The test to distinguish primary, secondary and tertiary amines is:

First, let us recall the need of the question. We must find a single laboratory test that can distinguish among the three classes of amines - primary (1°), secondary (2°) and tertiary (3°).

We have four named possibilities in the options:

1. Sandmeyer’s reaction
2. Carbylamine reaction
3. Iodoform test
4. Use of $$C_6H_5SO_2Cl$$ (benzenesulfonyl chloride, the Hinsberg reagent)

Now we examine each option one by one and note what it actually tests for.

Sandmeyer’s reaction. This is written as, for example, $$ArN_2^+Cl^- \rightarrow ArX$$ in the presence of cuprous halides. It is employed with diazonium salts, which are typically prepared from primary aromatic amines only. It does not give any comparative information when secondary or tertiary amines are present together. Therefore it cannot be a single discriminating test for all three classes.

Carbylamine reaction. The reaction is stated as $$ RNH_2 + CHCl_3 + 3\,KOH \rightarrow RNC + 3\,KCl + 3\,H_2O, $$ and it produces the foul-smelling isocyanide (carbylamine) only from primary amines. Secondary and tertiary amines simply do not respond. Hence, although it identifies primary amines, it fails to say anything about secondary versus tertiary, and therefore cannot be the desired single test.

Iodoform test. The condition for a positive iodoform test is the presence of a $$CH_3CO-$$ (in carbonyl compounds) or $$CH_3CH(OH)-$$ group (in alcohols), nothing to do with $$NH_2$$ substitution patterns. Amines in general do not participate. Consequently this option is irrelevant here.

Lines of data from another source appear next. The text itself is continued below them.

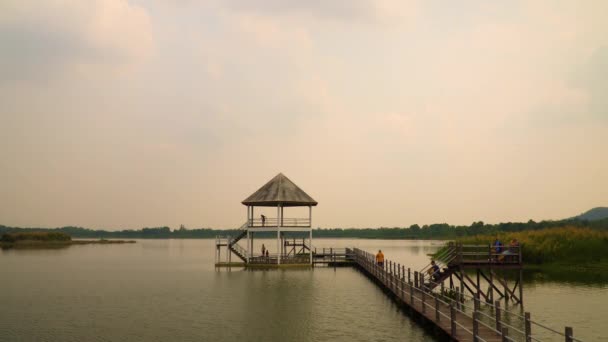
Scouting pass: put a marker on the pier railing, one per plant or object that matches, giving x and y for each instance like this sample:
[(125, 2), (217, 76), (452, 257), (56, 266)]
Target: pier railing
[(463, 320)]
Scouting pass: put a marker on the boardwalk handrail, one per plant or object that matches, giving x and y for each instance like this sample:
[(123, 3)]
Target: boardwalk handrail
[(393, 276)]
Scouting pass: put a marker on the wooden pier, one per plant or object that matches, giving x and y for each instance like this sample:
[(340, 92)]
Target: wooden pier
[(457, 318)]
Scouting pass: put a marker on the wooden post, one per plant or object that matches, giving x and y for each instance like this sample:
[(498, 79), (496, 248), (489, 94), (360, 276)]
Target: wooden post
[(497, 315), (528, 327), (491, 285), (423, 293), (521, 284), (453, 318), (461, 296), (411, 294), (569, 334), (506, 289), (437, 315), (475, 326)]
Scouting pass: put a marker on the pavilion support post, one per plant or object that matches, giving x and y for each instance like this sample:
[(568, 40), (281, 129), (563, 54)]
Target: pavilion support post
[(278, 246), (310, 217), (310, 244), (521, 287), (248, 250)]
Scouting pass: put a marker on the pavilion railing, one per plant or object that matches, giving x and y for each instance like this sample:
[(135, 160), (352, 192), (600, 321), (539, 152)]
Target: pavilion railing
[(285, 222)]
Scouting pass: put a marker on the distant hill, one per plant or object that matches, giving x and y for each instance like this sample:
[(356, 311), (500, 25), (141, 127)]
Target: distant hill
[(594, 214)]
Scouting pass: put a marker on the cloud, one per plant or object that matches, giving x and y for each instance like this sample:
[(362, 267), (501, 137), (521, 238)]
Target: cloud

The reagent $$C_6H_5SO_2Cl$$ (benzenesulfonyl chloride). This reagent is commonly known as Hinsberg’s reagent. Let us state Hinsberg’s test in full because it is the key idea:

For a generic amine $$RNH_2$$ (primary), $$R_2NH$$ (secondary) or $$R_3N$$ (tertiary), the following behaviour is observed when the amine is treated with $$C_6H_5SO_2Cl$$ in the presence of aqueous or alcoholic $$KOH$$ and the product is subsequently subjected to acidification.

• For a primary amine: $$ RNH_2 + C_6H_5SO_2Cl \;\xrightarrow{KOH}\; C_6H_5SO_2NHR \; (\text{sulphonamide}) + HCl $$ The product retains one acidic hydrogen on nitrogen, therefore the sulphonamide is soluble in excess alkali as $$ C_6H_5SO_2NHR + KOH \rightarrow C_6H_5SO_2NR^-K^+ + H_2O. $$ Upon later acidification it precipitates again. Thus the sequence “dissolves in alkali, re-precipitates on acidification” is a sure sign of a primary amine.

• For a secondary amine: $$ R_2NH + C_6H_5SO_2Cl \;\xrightarrow{KOH}\; C_6H_5SO_2NR_2 + HCl $$ There is no acidic hydrogen left on nitrogen in the product, so the sulphonamide remains insoluble in the alkaline medium; it simply precipitates and stays precipitated. That behavior is characteristic of secondary amines.

• For a tertiary amine: $$ R_3N + C_6H_5SO_2Cl \;\text{(no reaction)} $$ The tertiary amine lacks an $$N-H$$ bond, so it does not attack Hinsberg’s reagent at all. The original amine remains unchanged and, being a free base, it dissolves in the acid layer on acidification instead of forming any sulphonamide. This “no reaction” outcome uniquely identifies a tertiary amine.

We therefore see that one single experiment with $$C_6H_5SO_2Cl$$ followed by appropriate treatment lets us distinguish all three classes in a clear, mutually exclusive fashion. None of the other three options provides this triple discrimination.

So, the reagent $$C_6H_5SO_2Cl$$—that is, the Hinsberg test—is the required choice.

Hence, the correct answer is Option 4.